Cela étant dit, la version définitive du projet de loi budgétaire global n’a pas encore été annoncée dans les détails. Même si certains programmes du projet initial de M. Biden passeront probablement à la trappe, il semble toutefois que l’approche générale consiste à réduire le montant des prestations – soit par des plafonnements, soit sous condition de ressources – ou encore à raccourcir la durée d’un programme, en accordant le financement pour quelques années, et non plus une décennie. Toute hausse d’impôts requise devrait aussi être inférieure aux propositions initiales.

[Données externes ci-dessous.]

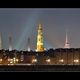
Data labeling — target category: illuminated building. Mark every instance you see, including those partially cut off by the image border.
[36,24,44,52]
[28,38,30,51]
[9,36,12,51]
[0,34,2,50]
[64,33,70,48]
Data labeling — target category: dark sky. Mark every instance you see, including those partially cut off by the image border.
[0,8,80,50]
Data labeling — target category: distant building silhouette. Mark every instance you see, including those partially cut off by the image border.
[64,32,70,48]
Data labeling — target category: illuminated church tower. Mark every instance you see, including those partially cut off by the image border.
[0,33,2,50]
[28,38,31,51]
[64,33,70,48]
[9,36,12,51]
[36,24,44,52]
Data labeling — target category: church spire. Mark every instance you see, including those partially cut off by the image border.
[64,31,70,48]
[0,33,2,50]
[28,38,30,51]
[9,36,12,51]
[36,24,44,52]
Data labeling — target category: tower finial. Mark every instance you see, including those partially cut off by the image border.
[36,24,44,52]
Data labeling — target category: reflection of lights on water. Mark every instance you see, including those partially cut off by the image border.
[46,59,51,62]
[59,59,64,62]
[74,59,79,63]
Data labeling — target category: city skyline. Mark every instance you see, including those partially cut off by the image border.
[0,8,80,50]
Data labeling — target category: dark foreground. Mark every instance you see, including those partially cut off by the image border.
[0,65,80,72]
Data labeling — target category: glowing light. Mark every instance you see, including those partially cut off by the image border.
[32,59,37,63]
[59,59,64,62]
[15,10,40,49]
[74,59,79,63]
[0,59,2,62]
[46,59,51,62]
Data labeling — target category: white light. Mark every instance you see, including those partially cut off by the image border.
[74,59,79,63]
[32,59,37,63]
[46,59,51,62]
[59,59,64,62]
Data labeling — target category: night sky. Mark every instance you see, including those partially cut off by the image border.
[0,8,80,50]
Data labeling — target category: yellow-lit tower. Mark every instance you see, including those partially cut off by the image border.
[36,24,44,52]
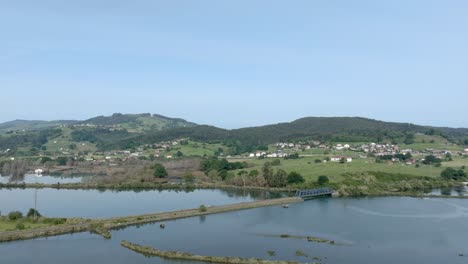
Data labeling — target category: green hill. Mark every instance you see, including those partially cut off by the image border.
[0,114,468,153]
[104,117,468,152]
[0,119,77,133]
[79,113,196,131]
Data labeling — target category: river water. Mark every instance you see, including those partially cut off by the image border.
[0,188,280,218]
[0,191,468,264]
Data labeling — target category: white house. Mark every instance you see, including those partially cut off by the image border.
[330,157,353,162]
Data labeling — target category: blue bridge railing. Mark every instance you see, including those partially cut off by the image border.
[296,188,334,198]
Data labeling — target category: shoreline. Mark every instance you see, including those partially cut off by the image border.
[0,197,303,243]
[0,183,468,199]
[120,240,298,264]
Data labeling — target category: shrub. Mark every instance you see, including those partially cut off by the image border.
[26,208,41,217]
[16,223,26,230]
[288,171,305,183]
[44,218,67,225]
[440,167,466,180]
[198,204,207,212]
[8,211,23,221]
[271,159,281,166]
[153,163,168,178]
[184,172,195,183]
[317,175,330,185]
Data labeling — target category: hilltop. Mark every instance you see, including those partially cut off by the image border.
[0,113,468,154]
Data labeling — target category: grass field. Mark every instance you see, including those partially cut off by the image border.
[229,156,468,182]
[400,134,463,151]
[45,127,97,153]
[0,217,51,232]
[168,141,227,157]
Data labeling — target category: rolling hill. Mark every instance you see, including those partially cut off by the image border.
[100,117,468,150]
[0,113,468,153]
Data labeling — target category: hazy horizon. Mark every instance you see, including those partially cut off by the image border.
[0,0,468,128]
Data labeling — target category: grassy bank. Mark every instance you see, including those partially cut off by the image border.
[120,240,297,264]
[0,197,302,242]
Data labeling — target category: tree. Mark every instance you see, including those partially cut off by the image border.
[8,211,23,221]
[317,175,330,185]
[445,152,453,161]
[284,153,299,159]
[57,157,68,166]
[270,169,288,187]
[271,159,281,166]
[26,208,41,217]
[41,157,52,164]
[249,170,258,177]
[423,155,441,165]
[440,167,466,180]
[237,170,249,188]
[262,162,273,181]
[404,134,414,145]
[208,170,219,181]
[288,171,305,184]
[153,163,168,178]
[198,204,208,213]
[184,172,195,183]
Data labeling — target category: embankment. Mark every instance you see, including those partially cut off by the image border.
[0,197,302,242]
[120,240,297,264]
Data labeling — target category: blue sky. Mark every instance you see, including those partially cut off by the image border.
[0,0,468,128]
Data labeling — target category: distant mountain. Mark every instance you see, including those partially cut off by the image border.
[102,117,468,152]
[79,113,196,130]
[0,113,468,153]
[0,119,77,133]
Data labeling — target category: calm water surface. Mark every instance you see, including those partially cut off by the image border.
[0,197,468,264]
[0,174,83,184]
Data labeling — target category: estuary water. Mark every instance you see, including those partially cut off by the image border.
[0,174,83,184]
[0,197,468,264]
[0,188,280,218]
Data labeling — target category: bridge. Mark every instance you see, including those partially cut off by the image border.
[296,188,334,199]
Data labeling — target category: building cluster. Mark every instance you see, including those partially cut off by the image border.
[361,143,400,156]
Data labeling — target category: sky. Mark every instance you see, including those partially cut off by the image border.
[0,0,468,128]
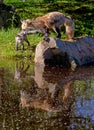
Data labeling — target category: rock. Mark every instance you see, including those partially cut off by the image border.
[34,36,94,70]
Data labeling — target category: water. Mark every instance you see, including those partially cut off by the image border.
[0,60,94,130]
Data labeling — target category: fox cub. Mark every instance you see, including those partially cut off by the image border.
[21,12,75,40]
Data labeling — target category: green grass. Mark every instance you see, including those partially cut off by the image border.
[0,0,94,59]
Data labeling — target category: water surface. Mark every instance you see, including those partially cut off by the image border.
[0,61,94,130]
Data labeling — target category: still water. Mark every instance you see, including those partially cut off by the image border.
[0,60,94,130]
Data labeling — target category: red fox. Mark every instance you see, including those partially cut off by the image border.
[21,12,75,39]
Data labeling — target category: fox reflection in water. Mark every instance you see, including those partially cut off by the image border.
[14,62,30,82]
[20,67,73,112]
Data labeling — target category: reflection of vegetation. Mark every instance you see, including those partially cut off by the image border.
[74,77,94,98]
[0,0,94,58]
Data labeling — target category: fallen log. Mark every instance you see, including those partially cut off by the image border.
[35,36,94,70]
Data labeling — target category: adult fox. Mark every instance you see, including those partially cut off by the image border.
[21,12,75,40]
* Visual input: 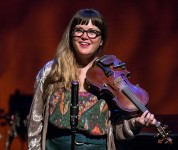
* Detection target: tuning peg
[163,124,168,130]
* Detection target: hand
[135,110,156,127]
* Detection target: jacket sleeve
[27,61,53,150]
[114,118,141,140]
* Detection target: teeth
[80,42,88,45]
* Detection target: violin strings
[116,77,147,112]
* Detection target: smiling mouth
[79,42,90,47]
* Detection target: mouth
[79,42,90,48]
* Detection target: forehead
[75,20,99,30]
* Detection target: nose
[81,31,89,39]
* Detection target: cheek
[72,38,77,49]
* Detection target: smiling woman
[28,9,156,150]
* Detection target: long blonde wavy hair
[44,9,107,93]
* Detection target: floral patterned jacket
[27,60,139,150]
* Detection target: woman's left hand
[135,110,156,127]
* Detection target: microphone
[70,81,79,133]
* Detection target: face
[72,20,102,61]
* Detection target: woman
[28,9,156,150]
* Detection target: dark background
[0,0,178,149]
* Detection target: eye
[74,28,83,33]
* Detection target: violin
[86,55,172,144]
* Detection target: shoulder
[36,60,55,80]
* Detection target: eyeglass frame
[72,28,101,39]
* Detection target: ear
[100,40,103,46]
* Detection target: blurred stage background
[0,0,178,150]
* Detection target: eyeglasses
[73,28,101,39]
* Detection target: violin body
[86,56,149,114]
[86,55,172,144]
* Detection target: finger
[141,110,149,118]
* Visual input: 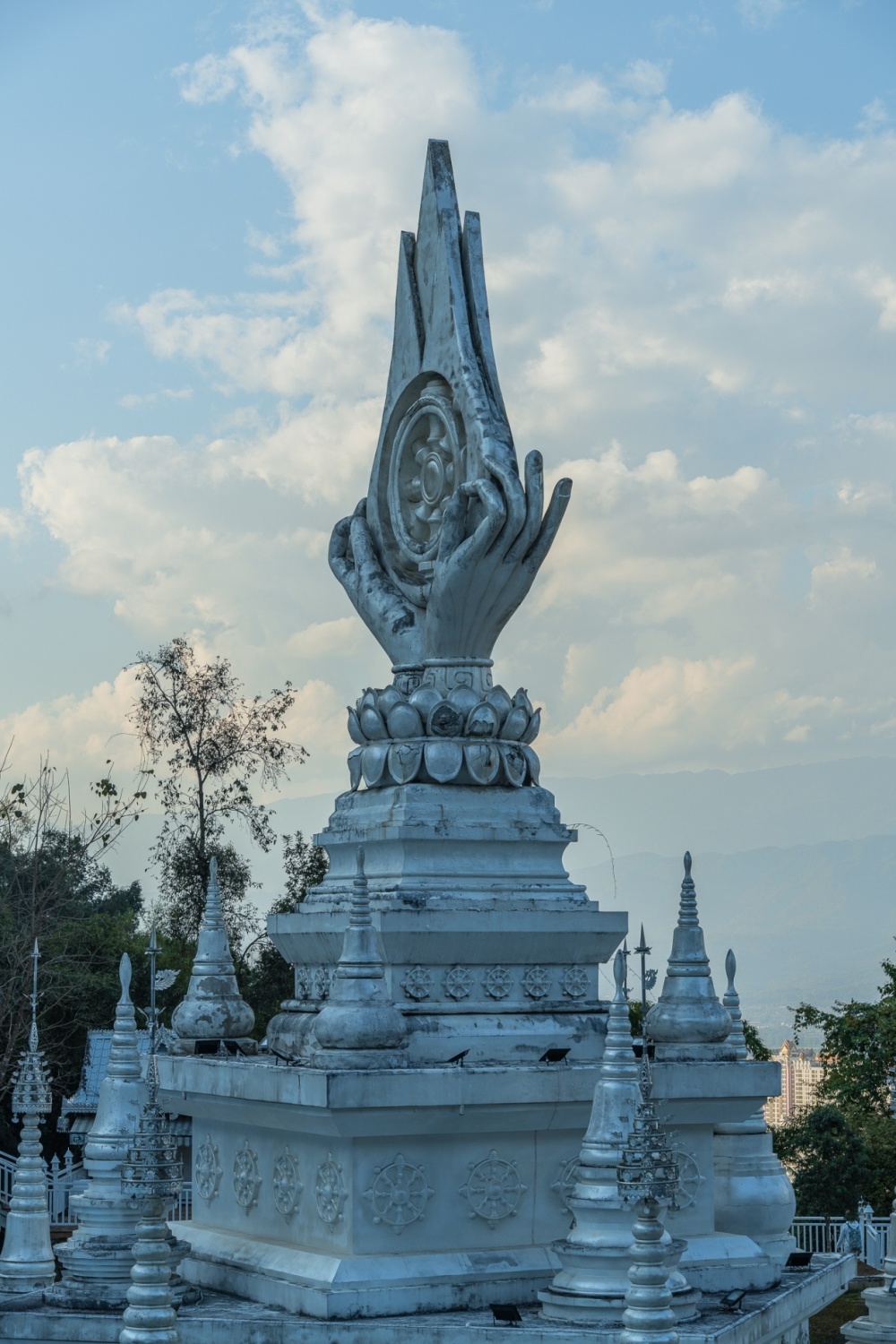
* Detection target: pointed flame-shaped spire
[721,948,750,1059]
[646,854,734,1059]
[170,857,256,1054]
[308,846,407,1067]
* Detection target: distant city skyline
[0,0,896,1021]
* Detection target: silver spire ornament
[0,938,56,1293]
[118,927,183,1344]
[616,1039,678,1344]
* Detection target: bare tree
[0,750,146,1093]
[130,639,307,937]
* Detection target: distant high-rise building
[763,1040,825,1125]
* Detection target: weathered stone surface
[170,859,256,1054]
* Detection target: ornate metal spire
[646,854,735,1059]
[0,938,56,1293]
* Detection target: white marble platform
[0,1255,856,1344]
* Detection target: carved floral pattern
[460,1148,527,1228]
[444,967,473,999]
[390,389,463,564]
[551,1155,579,1214]
[314,1153,347,1228]
[482,967,513,999]
[560,967,589,999]
[401,967,433,1003]
[669,1144,702,1217]
[194,1134,224,1206]
[364,1153,433,1233]
[271,1145,305,1222]
[522,967,551,999]
[234,1139,262,1217]
[348,685,541,789]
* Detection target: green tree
[794,961,896,1116]
[774,1107,874,1236]
[130,639,307,937]
[742,1018,771,1061]
[237,831,329,1039]
[0,762,145,1148]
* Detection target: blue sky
[0,0,896,793]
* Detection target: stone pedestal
[47,954,188,1312]
[713,1109,797,1269]
[538,952,700,1330]
[267,785,627,1064]
[159,1056,595,1320]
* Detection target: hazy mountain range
[108,757,896,1046]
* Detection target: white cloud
[12,0,896,787]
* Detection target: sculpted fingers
[508,451,544,561]
[455,478,506,561]
[522,476,573,573]
[328,518,355,588]
[487,457,525,550]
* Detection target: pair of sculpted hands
[329,452,573,667]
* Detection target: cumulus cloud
[8,0,896,787]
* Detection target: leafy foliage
[159,836,259,948]
[742,1018,771,1061]
[130,639,307,937]
[0,762,145,1150]
[774,1107,874,1218]
[794,961,896,1116]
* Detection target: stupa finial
[0,938,56,1293]
[170,855,258,1054]
[645,851,735,1059]
[721,948,750,1059]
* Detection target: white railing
[790,1218,890,1271]
[0,1150,194,1228]
[0,1150,84,1228]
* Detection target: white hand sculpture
[329,452,573,666]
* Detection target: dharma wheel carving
[460,1148,527,1228]
[364,1153,433,1233]
[444,967,473,1000]
[194,1134,224,1204]
[314,1153,348,1228]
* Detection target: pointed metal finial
[678,851,700,926]
[721,948,750,1059]
[613,949,626,999]
[726,948,737,995]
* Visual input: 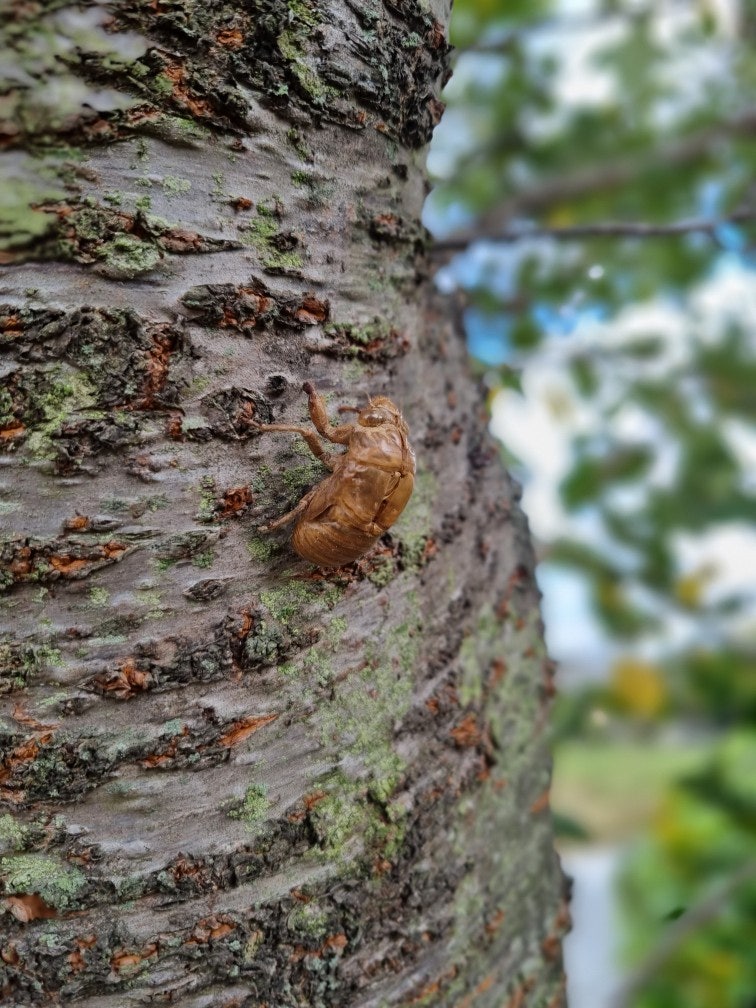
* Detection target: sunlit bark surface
[0,0,568,1008]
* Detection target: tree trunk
[0,0,568,1008]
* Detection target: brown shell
[291,411,415,566]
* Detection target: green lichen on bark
[0,854,87,910]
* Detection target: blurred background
[425,0,756,1008]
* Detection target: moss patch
[0,854,87,910]
[229,784,270,831]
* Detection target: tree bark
[0,0,569,1008]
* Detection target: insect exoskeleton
[256,382,415,566]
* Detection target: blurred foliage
[427,0,756,1008]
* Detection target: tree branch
[439,108,756,254]
[432,209,756,255]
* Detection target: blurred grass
[551,740,711,847]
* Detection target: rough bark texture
[0,0,568,1008]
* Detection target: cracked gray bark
[0,0,569,1008]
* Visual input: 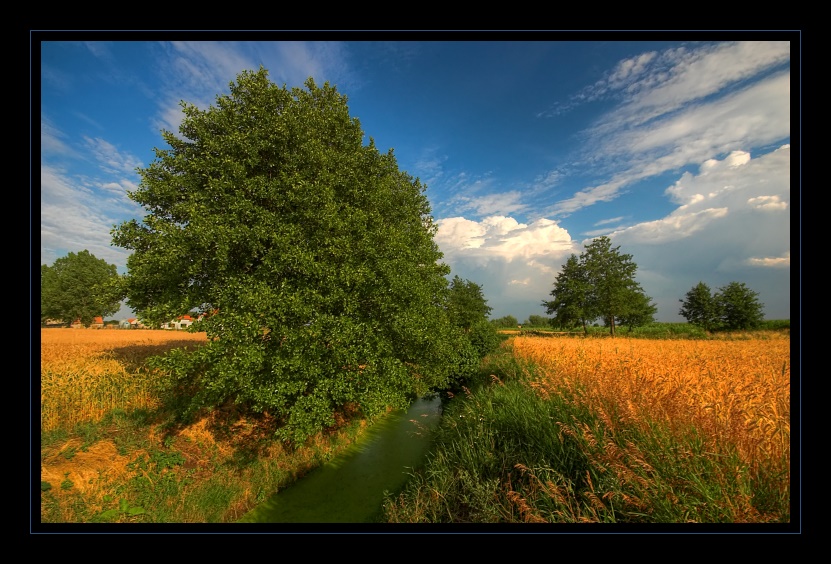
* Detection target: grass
[40,323,790,524]
[385,334,790,525]
[40,329,374,523]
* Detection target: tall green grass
[384,353,790,524]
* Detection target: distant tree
[714,282,765,331]
[113,68,478,442]
[581,236,649,337]
[678,282,721,331]
[542,236,657,337]
[527,315,549,327]
[618,292,658,332]
[447,276,492,333]
[491,315,519,328]
[542,254,598,333]
[40,250,123,327]
[447,276,500,358]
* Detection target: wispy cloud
[545,42,790,216]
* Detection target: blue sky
[31,32,801,322]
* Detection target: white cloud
[435,216,573,262]
[747,252,791,268]
[84,137,144,174]
[545,42,791,216]
[40,165,129,270]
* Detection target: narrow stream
[238,397,441,523]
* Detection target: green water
[239,397,441,523]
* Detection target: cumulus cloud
[435,215,576,318]
[435,216,573,262]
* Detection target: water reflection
[239,397,441,523]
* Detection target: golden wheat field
[512,332,791,480]
[40,328,206,431]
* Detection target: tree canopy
[542,236,657,336]
[447,276,500,358]
[113,68,477,441]
[40,250,122,326]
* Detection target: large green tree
[543,236,657,337]
[113,68,477,441]
[40,250,122,326]
[542,254,598,333]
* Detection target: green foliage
[678,282,720,331]
[447,276,492,332]
[523,315,551,327]
[467,319,502,358]
[715,282,765,331]
[40,250,123,326]
[113,68,475,441]
[490,315,519,329]
[542,237,657,336]
[447,276,501,359]
[92,499,146,523]
[679,282,768,331]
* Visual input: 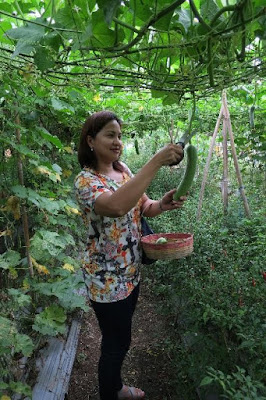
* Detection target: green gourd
[134,139,139,155]
[173,144,198,201]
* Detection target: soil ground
[67,284,181,400]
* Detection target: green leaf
[12,143,39,160]
[0,20,12,44]
[91,23,115,47]
[32,304,67,336]
[200,0,219,22]
[51,97,75,113]
[37,126,64,148]
[200,376,213,386]
[177,9,191,32]
[9,381,32,397]
[5,24,45,43]
[8,288,31,307]
[34,46,55,72]
[0,316,34,356]
[0,250,21,269]
[97,0,121,26]
[14,333,34,356]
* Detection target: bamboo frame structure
[197,90,250,220]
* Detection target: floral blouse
[74,166,141,303]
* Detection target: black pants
[91,285,139,400]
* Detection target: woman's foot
[118,385,145,400]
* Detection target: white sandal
[118,385,145,400]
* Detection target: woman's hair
[78,111,124,172]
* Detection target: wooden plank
[32,315,81,400]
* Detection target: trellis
[197,90,250,220]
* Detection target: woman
[75,111,185,400]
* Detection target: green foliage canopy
[0,0,266,104]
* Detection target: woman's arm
[94,144,183,217]
[142,189,187,217]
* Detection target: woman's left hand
[160,189,187,211]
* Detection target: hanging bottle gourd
[173,144,198,201]
[134,139,139,155]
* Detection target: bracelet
[159,200,164,212]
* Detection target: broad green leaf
[14,333,34,356]
[200,376,213,386]
[6,381,32,400]
[91,23,115,47]
[8,288,31,307]
[0,316,34,356]
[13,144,39,160]
[0,20,12,44]
[177,9,191,32]
[32,304,66,336]
[12,39,34,58]
[0,250,21,269]
[97,0,121,26]
[11,185,28,199]
[51,97,75,113]
[5,23,45,43]
[34,46,55,72]
[38,126,63,148]
[129,0,153,22]
[200,0,219,22]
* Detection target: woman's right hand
[154,143,184,166]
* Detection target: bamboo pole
[223,91,250,218]
[197,105,223,221]
[15,113,34,276]
[222,119,228,215]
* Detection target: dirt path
[67,284,180,400]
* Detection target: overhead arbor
[0,0,266,104]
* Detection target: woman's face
[87,120,122,163]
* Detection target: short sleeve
[119,161,134,178]
[74,172,110,211]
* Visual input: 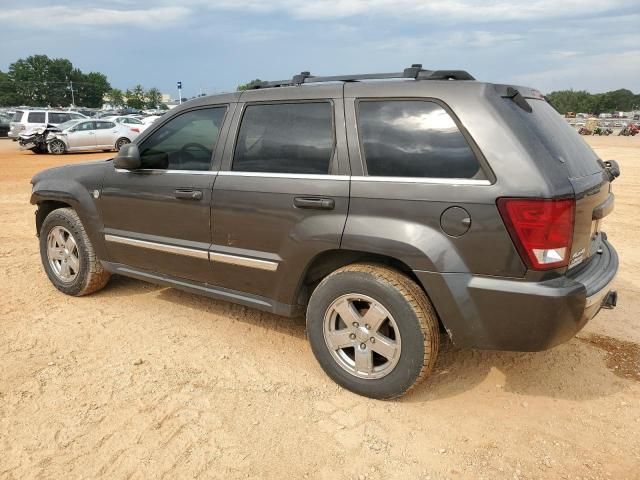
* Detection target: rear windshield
[518,98,602,178]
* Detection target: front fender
[30,162,106,259]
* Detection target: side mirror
[113,143,142,170]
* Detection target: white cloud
[548,50,582,60]
[199,0,637,22]
[0,6,189,28]
[513,50,640,92]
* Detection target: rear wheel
[40,208,110,296]
[307,264,439,398]
[115,137,131,152]
[49,139,67,155]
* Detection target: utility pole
[69,80,76,107]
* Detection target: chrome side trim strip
[104,234,209,260]
[351,176,491,185]
[219,170,351,181]
[115,168,218,175]
[209,251,278,272]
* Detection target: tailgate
[569,172,614,270]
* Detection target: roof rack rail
[249,63,475,90]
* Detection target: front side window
[27,112,46,123]
[75,122,95,132]
[49,112,71,125]
[233,102,334,175]
[139,107,227,170]
[358,100,484,178]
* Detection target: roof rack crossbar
[245,63,475,90]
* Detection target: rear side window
[27,112,46,123]
[358,100,484,178]
[233,102,334,175]
[49,112,71,125]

Courir pour faire du surplace !

Nous estimons qu’il est important que les investisseurs tiennent compte d’une diminution probable des dépenses fédérales l’année prochaine, et ce, même avec les projets de loi envisagés. En l’absence de tout nouveau programme budgétaire, le Congressional Budget Office (CBO, c’est-à-dire le bureau du budget du Congrès des États-Unis) prévoit que les mesures de soutien public diminueront de près de 1 300 milliards de dollars en 2022, et connaîtront d’autres réductions en 2023. Cette contraction des dépenses, qui intervient directement dans le calcul du PIB, explique notamment pourquoi le CBO estime que l’économie américaine n’enregistrera qu’une croissance de 1,5 % en 2023. La législation actuellement à l’étude réduirait la ponction exercée sur la réduction des dépenses fédérales, sans pour autant, semble-t-il, l’éliminer entièrement à cause du déploiement pluriannuel de la plupart des programmes.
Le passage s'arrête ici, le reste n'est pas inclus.